Jede Verletzung der Haut sollte innerhalb von 6 Stunden versorgt werden. Alle Wunden, die nicht innerhalb der ersten 6 Stunden behandelt werden, gelten als infiziert. Infizierte Wunden sind durch Schwellung, Hautrötung und Druckempfindlichkeit der betroffenen Stelle gekennzeichnet. Die Infektion kann sich von der Wunde ausgehend über die Lymphbahnen und -knoten im Körper ausbreiten. Besonders bei Verletzungen im Freien ist der Wundstarrkrampf (Tetanus) gefürchtet. Tetanus ist eine schwere bakterielle Wundinfektion, die zu einer Erkrankung des Nervensystems mit Krämpfen der Muskulatur führt und für den Betroffenen lebensbedrohlich werden kann.
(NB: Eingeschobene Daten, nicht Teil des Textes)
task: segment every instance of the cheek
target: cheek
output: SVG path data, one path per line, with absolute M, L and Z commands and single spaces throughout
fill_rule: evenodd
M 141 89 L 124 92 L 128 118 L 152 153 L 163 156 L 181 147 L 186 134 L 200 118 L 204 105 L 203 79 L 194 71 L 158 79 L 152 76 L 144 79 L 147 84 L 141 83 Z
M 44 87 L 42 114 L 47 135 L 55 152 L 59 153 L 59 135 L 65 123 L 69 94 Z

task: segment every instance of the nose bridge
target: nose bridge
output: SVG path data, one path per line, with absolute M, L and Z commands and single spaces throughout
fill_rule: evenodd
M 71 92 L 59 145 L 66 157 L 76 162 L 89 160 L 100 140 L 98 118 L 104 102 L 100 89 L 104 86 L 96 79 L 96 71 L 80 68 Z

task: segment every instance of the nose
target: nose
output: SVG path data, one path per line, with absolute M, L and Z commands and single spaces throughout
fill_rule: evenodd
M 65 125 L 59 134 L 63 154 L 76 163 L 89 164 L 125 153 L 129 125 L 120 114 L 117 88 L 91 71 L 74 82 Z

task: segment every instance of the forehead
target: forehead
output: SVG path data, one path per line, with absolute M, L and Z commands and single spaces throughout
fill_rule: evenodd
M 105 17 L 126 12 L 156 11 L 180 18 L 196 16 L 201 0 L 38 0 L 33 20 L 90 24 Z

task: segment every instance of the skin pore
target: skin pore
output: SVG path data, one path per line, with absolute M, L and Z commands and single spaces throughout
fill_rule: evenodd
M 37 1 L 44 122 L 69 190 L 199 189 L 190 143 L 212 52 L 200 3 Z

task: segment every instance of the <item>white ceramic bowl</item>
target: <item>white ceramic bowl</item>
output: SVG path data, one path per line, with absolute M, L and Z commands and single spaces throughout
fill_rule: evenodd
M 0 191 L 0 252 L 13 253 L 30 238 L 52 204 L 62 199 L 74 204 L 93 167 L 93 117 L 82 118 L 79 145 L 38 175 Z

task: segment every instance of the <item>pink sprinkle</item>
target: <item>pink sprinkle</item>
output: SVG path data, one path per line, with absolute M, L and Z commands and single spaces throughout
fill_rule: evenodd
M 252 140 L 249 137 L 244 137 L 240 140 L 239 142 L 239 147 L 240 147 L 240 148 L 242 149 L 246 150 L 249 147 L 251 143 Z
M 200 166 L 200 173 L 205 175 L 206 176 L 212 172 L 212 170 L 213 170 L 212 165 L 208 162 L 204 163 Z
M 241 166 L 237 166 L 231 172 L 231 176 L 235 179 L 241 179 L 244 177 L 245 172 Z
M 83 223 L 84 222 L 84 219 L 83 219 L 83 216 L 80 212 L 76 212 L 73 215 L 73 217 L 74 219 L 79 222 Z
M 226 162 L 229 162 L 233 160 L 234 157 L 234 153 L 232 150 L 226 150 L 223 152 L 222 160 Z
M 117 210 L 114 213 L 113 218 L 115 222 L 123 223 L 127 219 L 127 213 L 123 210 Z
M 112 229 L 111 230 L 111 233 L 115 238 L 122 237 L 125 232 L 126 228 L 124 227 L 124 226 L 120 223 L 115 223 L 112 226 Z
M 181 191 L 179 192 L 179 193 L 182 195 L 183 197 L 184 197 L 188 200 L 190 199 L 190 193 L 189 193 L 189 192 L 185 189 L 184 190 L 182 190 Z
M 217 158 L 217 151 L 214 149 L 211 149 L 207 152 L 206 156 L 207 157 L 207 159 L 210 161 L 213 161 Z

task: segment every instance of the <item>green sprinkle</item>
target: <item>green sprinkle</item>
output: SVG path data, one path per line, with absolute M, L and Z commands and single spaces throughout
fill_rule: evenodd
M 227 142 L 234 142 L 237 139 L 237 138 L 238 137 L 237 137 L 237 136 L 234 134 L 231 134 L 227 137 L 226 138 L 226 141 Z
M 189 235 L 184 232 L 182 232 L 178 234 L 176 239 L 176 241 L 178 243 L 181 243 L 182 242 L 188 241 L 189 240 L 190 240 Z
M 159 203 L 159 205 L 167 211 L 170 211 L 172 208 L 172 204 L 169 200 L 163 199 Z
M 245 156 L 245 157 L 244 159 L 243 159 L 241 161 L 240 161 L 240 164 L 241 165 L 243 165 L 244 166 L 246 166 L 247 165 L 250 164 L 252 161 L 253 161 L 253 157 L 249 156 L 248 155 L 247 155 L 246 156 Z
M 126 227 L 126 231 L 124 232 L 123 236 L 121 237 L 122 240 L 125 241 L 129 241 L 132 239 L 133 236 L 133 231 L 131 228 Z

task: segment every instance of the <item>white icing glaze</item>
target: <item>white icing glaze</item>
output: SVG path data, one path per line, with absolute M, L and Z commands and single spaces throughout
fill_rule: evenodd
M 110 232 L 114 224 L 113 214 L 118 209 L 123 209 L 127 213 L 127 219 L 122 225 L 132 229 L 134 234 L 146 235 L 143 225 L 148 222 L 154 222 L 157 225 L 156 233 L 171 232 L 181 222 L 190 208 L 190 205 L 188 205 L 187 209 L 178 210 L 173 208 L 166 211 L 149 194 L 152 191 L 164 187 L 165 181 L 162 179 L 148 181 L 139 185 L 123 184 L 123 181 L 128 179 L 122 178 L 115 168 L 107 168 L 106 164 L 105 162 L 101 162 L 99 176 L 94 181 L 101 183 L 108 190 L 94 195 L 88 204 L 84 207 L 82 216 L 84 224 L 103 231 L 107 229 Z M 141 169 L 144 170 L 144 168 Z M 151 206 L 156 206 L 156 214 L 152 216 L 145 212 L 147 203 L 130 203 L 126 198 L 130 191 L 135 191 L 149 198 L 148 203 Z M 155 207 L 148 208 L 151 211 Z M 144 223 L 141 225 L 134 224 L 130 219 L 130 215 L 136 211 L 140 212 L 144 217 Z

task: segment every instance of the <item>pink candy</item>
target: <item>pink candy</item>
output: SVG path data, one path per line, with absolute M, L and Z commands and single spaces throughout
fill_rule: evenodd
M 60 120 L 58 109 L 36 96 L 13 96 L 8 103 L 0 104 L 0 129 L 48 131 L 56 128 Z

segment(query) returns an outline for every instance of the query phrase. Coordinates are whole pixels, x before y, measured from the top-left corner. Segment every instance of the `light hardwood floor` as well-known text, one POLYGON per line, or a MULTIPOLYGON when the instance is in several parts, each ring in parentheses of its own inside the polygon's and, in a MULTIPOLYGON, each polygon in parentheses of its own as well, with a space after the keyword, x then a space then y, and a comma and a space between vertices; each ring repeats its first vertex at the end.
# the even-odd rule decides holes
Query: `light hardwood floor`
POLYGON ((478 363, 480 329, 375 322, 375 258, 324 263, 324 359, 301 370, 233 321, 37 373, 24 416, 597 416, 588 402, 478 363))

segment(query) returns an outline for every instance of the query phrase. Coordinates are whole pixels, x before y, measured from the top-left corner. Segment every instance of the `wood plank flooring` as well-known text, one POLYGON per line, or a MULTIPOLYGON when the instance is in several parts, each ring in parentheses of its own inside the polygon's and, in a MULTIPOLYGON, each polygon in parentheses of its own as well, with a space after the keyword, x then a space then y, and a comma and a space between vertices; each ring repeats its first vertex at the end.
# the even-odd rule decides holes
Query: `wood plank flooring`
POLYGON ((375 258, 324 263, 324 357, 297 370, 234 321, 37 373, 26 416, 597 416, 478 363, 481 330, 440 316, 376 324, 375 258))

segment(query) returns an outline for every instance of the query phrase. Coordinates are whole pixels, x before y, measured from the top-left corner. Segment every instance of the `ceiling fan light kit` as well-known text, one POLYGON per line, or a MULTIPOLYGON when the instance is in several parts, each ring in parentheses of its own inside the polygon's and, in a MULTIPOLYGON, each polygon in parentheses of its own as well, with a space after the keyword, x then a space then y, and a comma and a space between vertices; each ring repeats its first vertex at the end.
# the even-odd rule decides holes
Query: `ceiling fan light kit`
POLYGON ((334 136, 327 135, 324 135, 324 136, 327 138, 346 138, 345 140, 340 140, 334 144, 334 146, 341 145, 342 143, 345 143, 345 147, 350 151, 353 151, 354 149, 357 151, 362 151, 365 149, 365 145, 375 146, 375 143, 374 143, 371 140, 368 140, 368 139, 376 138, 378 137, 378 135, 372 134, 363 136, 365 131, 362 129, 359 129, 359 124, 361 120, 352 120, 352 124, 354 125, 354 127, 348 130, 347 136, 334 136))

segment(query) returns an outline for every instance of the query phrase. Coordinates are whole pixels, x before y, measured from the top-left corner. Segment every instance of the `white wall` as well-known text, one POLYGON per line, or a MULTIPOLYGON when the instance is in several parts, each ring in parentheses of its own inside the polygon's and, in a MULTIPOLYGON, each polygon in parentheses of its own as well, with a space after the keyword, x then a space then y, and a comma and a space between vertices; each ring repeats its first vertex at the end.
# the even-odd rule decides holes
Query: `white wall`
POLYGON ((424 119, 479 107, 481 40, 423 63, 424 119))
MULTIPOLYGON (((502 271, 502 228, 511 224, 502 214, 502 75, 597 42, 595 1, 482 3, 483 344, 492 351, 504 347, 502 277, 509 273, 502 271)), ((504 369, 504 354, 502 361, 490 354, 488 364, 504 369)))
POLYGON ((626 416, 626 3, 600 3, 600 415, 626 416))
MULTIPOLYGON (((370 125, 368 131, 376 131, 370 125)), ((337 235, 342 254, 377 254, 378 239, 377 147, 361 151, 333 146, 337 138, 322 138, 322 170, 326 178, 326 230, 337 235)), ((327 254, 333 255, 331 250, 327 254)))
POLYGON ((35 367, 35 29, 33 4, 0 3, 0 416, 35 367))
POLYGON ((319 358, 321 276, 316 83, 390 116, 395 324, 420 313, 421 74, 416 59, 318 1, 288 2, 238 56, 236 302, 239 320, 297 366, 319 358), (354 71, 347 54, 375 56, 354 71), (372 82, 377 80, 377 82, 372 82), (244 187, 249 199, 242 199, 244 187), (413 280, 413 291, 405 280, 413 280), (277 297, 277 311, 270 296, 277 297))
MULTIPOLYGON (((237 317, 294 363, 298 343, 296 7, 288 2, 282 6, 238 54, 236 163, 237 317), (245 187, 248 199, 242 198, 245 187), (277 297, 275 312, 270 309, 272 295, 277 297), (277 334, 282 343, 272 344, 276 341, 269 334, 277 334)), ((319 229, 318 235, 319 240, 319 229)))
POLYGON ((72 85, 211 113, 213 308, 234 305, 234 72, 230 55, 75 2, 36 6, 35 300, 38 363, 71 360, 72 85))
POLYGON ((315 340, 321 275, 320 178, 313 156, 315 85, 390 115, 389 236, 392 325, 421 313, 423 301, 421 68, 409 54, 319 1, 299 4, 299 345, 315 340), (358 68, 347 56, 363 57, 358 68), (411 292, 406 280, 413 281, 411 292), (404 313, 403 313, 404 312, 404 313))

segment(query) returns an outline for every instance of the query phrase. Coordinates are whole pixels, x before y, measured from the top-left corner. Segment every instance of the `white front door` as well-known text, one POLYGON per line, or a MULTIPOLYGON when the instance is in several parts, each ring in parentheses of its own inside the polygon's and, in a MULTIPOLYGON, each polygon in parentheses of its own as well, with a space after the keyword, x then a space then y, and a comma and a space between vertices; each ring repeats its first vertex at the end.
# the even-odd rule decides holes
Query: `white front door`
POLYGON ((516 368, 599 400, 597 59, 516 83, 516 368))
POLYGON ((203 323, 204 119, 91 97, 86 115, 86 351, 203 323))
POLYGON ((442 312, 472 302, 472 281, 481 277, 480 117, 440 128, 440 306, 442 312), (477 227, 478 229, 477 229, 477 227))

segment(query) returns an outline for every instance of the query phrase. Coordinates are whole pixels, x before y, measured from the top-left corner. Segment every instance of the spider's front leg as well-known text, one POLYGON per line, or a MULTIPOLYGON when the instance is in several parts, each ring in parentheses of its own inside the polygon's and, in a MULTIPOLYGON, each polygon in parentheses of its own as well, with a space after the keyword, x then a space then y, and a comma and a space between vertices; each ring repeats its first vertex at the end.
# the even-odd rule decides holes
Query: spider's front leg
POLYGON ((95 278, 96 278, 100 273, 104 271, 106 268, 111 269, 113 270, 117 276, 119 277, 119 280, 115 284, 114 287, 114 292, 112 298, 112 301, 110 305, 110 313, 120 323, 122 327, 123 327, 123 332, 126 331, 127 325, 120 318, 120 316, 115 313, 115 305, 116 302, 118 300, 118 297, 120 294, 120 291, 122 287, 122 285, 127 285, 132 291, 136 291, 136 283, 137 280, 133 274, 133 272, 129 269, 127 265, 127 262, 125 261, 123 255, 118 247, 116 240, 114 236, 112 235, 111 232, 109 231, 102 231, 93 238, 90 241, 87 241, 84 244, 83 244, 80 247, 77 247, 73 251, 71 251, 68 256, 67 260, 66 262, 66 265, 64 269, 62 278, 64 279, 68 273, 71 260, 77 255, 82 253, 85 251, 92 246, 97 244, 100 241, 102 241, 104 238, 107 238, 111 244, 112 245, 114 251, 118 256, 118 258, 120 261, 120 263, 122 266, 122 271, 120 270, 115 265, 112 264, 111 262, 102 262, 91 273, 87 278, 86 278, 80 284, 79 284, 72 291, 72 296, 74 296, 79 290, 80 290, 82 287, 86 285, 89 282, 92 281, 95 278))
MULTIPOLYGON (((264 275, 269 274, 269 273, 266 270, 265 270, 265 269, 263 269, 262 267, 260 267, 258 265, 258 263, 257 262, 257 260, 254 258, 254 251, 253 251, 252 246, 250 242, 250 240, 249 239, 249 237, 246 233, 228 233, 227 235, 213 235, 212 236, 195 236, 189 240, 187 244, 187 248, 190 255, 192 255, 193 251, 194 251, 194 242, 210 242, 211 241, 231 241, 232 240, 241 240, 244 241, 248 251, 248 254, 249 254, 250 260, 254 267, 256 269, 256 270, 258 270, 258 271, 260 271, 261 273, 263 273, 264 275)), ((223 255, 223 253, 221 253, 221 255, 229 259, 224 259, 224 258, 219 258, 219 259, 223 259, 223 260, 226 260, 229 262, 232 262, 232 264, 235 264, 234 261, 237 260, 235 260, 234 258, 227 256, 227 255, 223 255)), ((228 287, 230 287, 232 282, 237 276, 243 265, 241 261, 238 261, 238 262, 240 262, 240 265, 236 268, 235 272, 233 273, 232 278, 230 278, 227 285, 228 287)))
Deshalb wird in der Regel selbst bei kleinsten Verletzungen der Tetanusschutz des Betroffenen überprüft und gegebenenfalls aufgefrischt.

Prognose

Die Prognose von saubere, genähte Wunden ist im Normalfall sehr gut. Wird eine Hautverletzung gut versorgt, heilt sie meist problemlos. Im Falle von Schürfwunden der Haut wird in der Regel nur die Oberhaut abgetragen. Sie heilen deshalb im Normalfall folgenlos wieder ab und hinterlassen keine Narben. Bei anderen, tieferen Wunden bildet sich, je nach schwere der Verletzung eine mehr oder weniger ausgeprägte Narbe. Die Behandlung infitzierter und entzündeter Wunden ist dagegen oft langwierig. Sie hinterlassen auch größere Narben oder bilden Einziehungen an der Haut. Viele dieser kosmetischen Probleme können jedoch später korrigiert werden. Nur wenige Wunden heilen so schlecht, dass man von einem chronischen Verlauf sprechen muss.



Letzte Aktualisierung am 22.07.2010.